In quello di Kfar Aza, gli uomini di Hamas e i loro complici trucidarono settantanove residenti e ne rapirono diciotto. Oggi c’è chi si rimbocca le maniche e dona il suo tempo libero per ricostruirlo. L’inizio del rifacimento del kibbutz Kfar Aza è stato guidato dall’associazione Brother & Sisters in Arms, un’organizzazione di riservisti dell’IDF (l’esercito israeliano), nata contro la criticatissima riforma di legge sul sistema della giustizia, voluta dal governo di Netanyahu. Kfar Aza è tra Mefalsim e Sa’ad, 5 chilometri a est di Gaza. Qui il progetto prevede di ricostruire sedici unità abitative per i giovani, all’interno degli edifici danneggiati e bruciati il 7 ottobre 2023.

Negli ultimi mesi migliaia di israeliani, tra professionisti e aziende commerciali, si sono mobilitati per ricostruire queste unità abitative. La quasi totalità dei membri dell’associazione sono riservisti dell’esercito, definiti “traditori” da Netanyahu, perché contrapposti politicamente. E anche questi, nonostante tutto, sono i lati positivi di una democrazia, l’unica in quella parte di mondo – è sempre bene ricordarlo. Negli ultimi periodi, vista la continua disponibilità di israeliani ad aiutare, l’associazione ha dovuto scaglionare la presenza consentendo l’ingresso di soli trentacinque lavoratori volontari al giorno. Ovviamente sono state prese tutte le misure di sicurezza contro eventuali nuovi attentati.
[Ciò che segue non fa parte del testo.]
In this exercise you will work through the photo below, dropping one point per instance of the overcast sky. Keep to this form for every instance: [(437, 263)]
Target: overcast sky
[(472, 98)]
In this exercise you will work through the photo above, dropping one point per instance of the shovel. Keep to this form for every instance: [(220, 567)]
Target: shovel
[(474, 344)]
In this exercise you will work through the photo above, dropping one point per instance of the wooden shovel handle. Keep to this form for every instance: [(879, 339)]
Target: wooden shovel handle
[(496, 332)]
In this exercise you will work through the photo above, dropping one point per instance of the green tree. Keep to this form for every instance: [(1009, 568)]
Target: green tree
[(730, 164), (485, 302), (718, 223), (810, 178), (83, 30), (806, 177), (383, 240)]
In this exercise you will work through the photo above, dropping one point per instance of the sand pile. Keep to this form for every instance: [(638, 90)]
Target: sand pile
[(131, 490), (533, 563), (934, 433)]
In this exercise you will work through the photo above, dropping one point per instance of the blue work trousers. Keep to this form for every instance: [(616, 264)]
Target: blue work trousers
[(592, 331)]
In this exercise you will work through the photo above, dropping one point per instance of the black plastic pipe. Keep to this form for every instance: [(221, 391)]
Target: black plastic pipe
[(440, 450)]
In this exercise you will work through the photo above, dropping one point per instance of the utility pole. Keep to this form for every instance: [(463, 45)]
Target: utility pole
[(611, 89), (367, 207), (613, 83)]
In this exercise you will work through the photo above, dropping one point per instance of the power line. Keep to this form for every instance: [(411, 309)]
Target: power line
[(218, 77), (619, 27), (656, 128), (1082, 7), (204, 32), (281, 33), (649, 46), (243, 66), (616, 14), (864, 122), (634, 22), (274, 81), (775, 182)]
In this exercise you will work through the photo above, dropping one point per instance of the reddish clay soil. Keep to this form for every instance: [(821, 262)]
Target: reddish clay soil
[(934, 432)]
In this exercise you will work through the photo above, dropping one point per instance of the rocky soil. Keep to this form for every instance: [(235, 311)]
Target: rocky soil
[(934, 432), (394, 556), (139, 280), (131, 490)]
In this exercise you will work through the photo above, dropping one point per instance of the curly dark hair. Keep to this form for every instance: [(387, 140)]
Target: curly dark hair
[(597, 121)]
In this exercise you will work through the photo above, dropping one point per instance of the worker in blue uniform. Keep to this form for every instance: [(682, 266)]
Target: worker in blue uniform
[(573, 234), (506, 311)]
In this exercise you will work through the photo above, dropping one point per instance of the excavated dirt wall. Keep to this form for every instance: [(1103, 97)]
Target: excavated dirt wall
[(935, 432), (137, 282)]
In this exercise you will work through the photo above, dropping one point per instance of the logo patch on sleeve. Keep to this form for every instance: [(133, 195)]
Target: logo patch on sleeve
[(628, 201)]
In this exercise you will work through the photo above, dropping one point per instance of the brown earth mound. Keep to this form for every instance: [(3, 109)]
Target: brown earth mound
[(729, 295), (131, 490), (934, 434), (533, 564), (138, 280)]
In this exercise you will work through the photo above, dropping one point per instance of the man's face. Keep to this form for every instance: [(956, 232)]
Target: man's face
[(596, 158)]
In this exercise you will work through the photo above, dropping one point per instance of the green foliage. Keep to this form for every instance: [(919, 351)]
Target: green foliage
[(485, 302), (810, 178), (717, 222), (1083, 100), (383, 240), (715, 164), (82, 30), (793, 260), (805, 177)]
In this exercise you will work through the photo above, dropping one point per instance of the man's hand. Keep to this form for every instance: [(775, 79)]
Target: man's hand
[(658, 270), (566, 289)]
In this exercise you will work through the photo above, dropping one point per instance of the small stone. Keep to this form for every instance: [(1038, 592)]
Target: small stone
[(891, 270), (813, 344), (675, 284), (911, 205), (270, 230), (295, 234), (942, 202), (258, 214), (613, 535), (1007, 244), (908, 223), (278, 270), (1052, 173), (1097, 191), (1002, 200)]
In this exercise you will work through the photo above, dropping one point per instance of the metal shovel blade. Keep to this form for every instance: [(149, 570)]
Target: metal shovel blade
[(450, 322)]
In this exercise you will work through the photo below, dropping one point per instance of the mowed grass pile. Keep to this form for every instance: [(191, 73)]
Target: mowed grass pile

Prima le case sono state riportate allo scheletro e successivamente sono stati rifatti tutti gli impianti idraulici, elettrici, la pavimentazione, la tinteggiatura, i nuovi bagni, insomma una vera e propria ricostruzione. Oggi il progetto è nelle fasi finali di arredo interno e sistemazione esterna. Sono alla fase conclusiva dei mobili e degli arredi interni. La ricostruzione è iniziata nell’ottobre 2024 e dovrebbe finire a febbraio di quest’anno. Ogni squadra di volontari è guidata da un operatore edile professionista, e ci sono muratori, manovali, elettricisti e architetti. Attualmente nel kibbutz non vive più nessuno. Gli sfollati sono alloggiati in alberghi sparsi sul territorio israeliano, e non è ancora stata fissata una data per il loro ritorno, ma dovrebbe mancare poco. E forse il “cessate il fuoco” darà una mano in questo senso. Comunque, al momento si continua a lavorare, in questo luogo che era stato sempre aperto alla convivenza con i palestinesi. Poi dal 7 ottobre 2023 è cambiato tutto.